MOAMEN ABDELFADIL ISMAIL, NAWAF AHMAD ALMUTAIRI, HASSAN ALI H. ALALAWI, TAIF KHALID HAKAMI, RAHAF KHALID ABDULSAMED ALHAJJI, HAWRAA FADHEL ALSAYRAFI ,ABDULRAHMAN KHALED ALSHUAIB, HASSAN MANSOUR ALBARAKATI, LAMA KHALID ALHARBI, ABDULRAHMAN IBRAHIM ALTOWAIRQI, ZAINAB ALI ALKHAWAJAH, ILAL YASER RASHED ALHUTHAIL
DOI: https://doi.org/Background: Hearing loss represents an underrecognized complication of diabetes mellitus (DM), often attributed to microvascular and neuropathic changes affecting the auditory system. With the rise of artificial intelligence (AI), predictive tools can potentially facilitate earlier detection of hearing deterioration, optimizing intervention and rehabilitation.
Objective: This systematic review aimed to synthesize existing empirical evidence on AI and machine learning (ML) applications for predicting hearing deterioration, focusing on diabetic and sudden sensorineural hearing loss (SSNHL) populations.
Methods: Following PRISMA 2020 guidelines, eleven peer-reviewed studies published between 2015 and 2025 were reviewed across PubMed, Scopus, and Web of Science. Extracted data included study design, AI model type, predictors, and outcome performance metrics. Quality assessment used the Newcastle–Ottawa Scale and Cochrane RoB 2 tool.

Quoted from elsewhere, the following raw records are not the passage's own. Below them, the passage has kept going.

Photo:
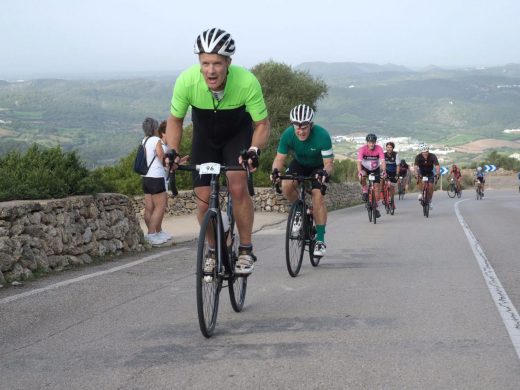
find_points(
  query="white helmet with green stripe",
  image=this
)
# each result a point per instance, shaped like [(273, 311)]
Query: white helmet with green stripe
[(215, 41)]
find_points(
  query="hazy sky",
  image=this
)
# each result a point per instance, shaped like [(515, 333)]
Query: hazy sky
[(72, 36)]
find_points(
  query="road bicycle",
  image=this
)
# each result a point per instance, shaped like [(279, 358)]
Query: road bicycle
[(401, 188), (388, 197), (371, 203), (453, 189), (217, 251), (300, 234), (479, 191), (425, 201)]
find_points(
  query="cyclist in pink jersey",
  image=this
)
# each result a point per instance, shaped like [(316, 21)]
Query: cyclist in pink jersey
[(371, 159)]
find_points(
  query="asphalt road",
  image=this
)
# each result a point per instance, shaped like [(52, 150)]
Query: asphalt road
[(405, 304)]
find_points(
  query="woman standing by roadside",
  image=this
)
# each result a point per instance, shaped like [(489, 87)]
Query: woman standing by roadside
[(154, 184)]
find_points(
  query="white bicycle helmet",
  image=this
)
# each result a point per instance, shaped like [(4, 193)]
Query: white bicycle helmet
[(302, 113), (215, 41)]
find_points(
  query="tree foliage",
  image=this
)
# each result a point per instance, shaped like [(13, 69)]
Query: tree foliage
[(42, 174)]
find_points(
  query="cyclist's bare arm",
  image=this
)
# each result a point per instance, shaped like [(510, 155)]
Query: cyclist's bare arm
[(261, 133)]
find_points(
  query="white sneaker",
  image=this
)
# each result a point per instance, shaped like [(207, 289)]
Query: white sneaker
[(297, 224), (166, 236), (244, 264), (320, 249), (155, 239)]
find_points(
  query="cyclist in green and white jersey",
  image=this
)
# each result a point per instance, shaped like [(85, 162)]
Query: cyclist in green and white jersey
[(229, 114), (313, 156)]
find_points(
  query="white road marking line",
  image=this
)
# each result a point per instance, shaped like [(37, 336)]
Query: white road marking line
[(498, 293), (89, 276)]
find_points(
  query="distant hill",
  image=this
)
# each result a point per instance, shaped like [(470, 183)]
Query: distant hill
[(102, 118), (434, 104)]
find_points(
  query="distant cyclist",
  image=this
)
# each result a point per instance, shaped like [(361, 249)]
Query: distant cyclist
[(480, 179), (313, 156), (425, 163), (404, 172), (392, 166), (456, 174), (371, 159)]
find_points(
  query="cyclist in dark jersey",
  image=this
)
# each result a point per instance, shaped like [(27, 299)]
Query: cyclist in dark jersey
[(313, 155), (425, 162), (229, 114), (457, 176), (392, 167), (404, 172)]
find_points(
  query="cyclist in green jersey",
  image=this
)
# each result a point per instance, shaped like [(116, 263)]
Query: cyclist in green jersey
[(229, 114), (313, 155)]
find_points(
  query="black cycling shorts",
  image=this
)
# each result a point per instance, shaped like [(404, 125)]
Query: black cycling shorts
[(376, 172), (154, 185), (296, 168), (227, 153)]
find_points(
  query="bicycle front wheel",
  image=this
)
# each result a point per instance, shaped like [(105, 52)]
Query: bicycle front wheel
[(373, 205), (208, 284), (237, 284), (295, 238), (451, 190)]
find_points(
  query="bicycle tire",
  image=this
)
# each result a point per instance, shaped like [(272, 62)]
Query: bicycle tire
[(373, 205), (400, 190), (295, 244), (451, 190), (425, 202), (208, 290), (368, 205), (237, 285)]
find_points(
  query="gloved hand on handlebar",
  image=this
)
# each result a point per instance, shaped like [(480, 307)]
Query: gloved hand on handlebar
[(253, 154), (321, 175)]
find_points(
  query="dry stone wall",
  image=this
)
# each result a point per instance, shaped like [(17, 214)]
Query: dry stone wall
[(48, 235), (43, 236)]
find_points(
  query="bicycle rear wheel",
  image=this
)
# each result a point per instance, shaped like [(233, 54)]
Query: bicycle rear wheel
[(208, 284), (295, 241), (315, 260), (237, 284)]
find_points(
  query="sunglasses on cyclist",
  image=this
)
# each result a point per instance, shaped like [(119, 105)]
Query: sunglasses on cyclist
[(301, 125)]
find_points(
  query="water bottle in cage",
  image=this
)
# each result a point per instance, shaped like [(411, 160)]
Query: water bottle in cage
[(225, 220)]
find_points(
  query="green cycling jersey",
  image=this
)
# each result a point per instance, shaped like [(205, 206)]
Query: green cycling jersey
[(219, 117), (310, 152)]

Results: AI models such as AdaBoost, LightGBM, and multiple imputation frameworks demonstrated predictive accuracies of 80–83% for SSNHL recovery and prognosis. Across diabetic cohorts, hearing loss prevalence ranged from 30% to 75%, strongly correlating with higher HbA1c levels, diabetes duration, and hypertension. Studies integrating metabolic and audiological parameters achieved superior predictive accuracy compared to traditional methods.
Conclusions: AI models show substantial potential for early detection of auditory decline in diabetic patients, with integration of metabolic data improving predictive sensitivity. However, real-world implementation requires standardized datasets, cross-validation, and interdisciplinary collaboration between endocrinology and audiology.